The impact of a new Sore Throat Test and Treat service on antibiotic provision

The work described here was presented at the Pharmacy Together 2019 conference.

Between 60 and 78 percent of patients who consult their GP for acute sore throat in the UK receive an antibiotic prescription. Antibiotic prescribing is partly driven by a desire to prevent suppurative complications in sore throats caused by Group A beta-haemolytic streptococcus (GABHS). Throat swabs can help distinguish between bacterial and viral sore throats and guide prescribing, but delays in bacteriology results limit their use in GP practices.

A new Sore Throat Test and Treat service is being piloted in Wales, as part of the common ailment scheme sore throat service, which currently only enables symptomatic treatment. Under STTT, patients with acute sore throat self-presenting to one of the 53 participating community pharmacies are stratified on their likelihood of having GABHS using FeverPAIN or CENTOR clinical scoring. For a FeverPAIN score of more than 3 or a CENTOR score of more than 2, an immediate Point of Care Test is offered. Pharmacists can supply antibiotics to patients with a positive test result, based on predefined dosing schemes.

Our objectives were to explore service outcomes for the first five months of the Sore Throat Test and Treat service. In particular, to calculate: 

  • Percentage of consultations who met the criteria for a Point of Care Test and subsequent result
  • Percentage of patients who were referred to a different healthcare professional
  • Overall antibiotic supply during the first five months of the Sore Throat Test and Treat service.

Secondary analysis of data for the Sore Throat Test and Treat service consultations taking place in community pharmacies in Wales between November 2018 (date the service went live) and March 2019, were obtained from the Choose Pharmacy application, an integrated application supporting delivery of services in Wales. Data comprised of clinical information as entered by community pharmacists during the sore throat consultations. 

The Point of Care Test positively identified the presence of GABHS and reduced inappropriate antibiotic prescribing

Out of 1725 patients who had the Sore Throat Test and Treat service consultation, nearly three-quarters met the clinical scoring criteria and had a subsequent Point of Care Test. Pharmacists referred around ten percent to other healthcare professionals (primarily GPs), when undertaking the clinical assessment.

Of the patients who received the Point of Care Test, 250 had a positive result. Pharmacists referred four of these patients due to them feeling systemic unwell or when a recurrent infection was reported; a further six patients decided to self-care. A total of 340 patients were supplied with antibiotics (around twenty percent of the total).

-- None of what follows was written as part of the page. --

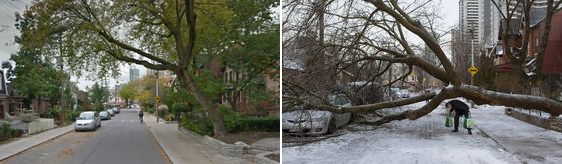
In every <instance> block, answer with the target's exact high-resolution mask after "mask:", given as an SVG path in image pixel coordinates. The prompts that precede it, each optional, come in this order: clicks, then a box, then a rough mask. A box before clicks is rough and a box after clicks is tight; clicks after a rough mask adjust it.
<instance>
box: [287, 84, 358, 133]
mask: <svg viewBox="0 0 562 164" xmlns="http://www.w3.org/2000/svg"><path fill="white" fill-rule="evenodd" d="M329 99H330V104H331V105H333V106H337V107H346V106H351V102H350V101H349V99H348V98H347V97H346V96H345V95H344V94H337V95H332V96H330V98H329ZM297 108H300V107H297ZM282 119H283V123H282V124H283V125H282V126H283V127H282V128H283V133H288V134H308V135H320V134H326V133H334V132H335V131H336V130H337V128H339V127H341V126H344V125H345V124H347V123H348V122H349V121H350V120H351V113H332V112H329V111H319V110H314V109H309V110H306V109H300V110H295V111H292V112H286V113H283V115H282Z"/></svg>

Screening of patients before the Point of Care Test identified a population that are asymptomatic GABHS carriers but do not have GABHS infection. The Point of Care Test positively identified the presence of GABHS in the remaining patients and reduced inappropriate antibiotic prescribing. 

Even though it was not possible to consider the effect of seasonal variations in the incidence of bacterial sore throats, the overall antibiotic supply of around 1 in 5 with the Sore Throat Test and Treat service is significantly lower to the figures reported as resulted from consultations with GPs. Results further support the NICE Innovation briefing that concluded that the Point of Care Test, in addition to clinical scoring systems, increases diagnostic confidence of a suspected GABHS infection as opposed to carriage of the bacteria, in line with principles of antibiotic stewardship. Future work will explore changes in pattern of use as the service becomes normalised and local GP prescribing data pre- and post- service introduction.

This work was presented as a poster at the Pharmacy Together 2019 conference, organised by UKCPA and Pharmacy Management.

Additional authors

Rebecca Cannings-John, Harry Ahmed & Kerry Hood, Centre for Trials Research, Cardiff University; Andrew Evans, Welsh Government, Cardiff; Cheryl Way & Emma Williams, NHS Wales Informatics Service, Cardiff.

The opinions expressed in this article are those of the author. They do not purport to reflect the opinions or views of the UKCPA or its members. We encourage readers to follow links and references to primary research papers and guidance.

Competing interest statement: 

The author declares: no support from any organisation for the submitted work; no financial relationships with any organisations that might have an interest in the submitted work in the previous three years; no other relationships or activities that could appear to have influenced the submitted work.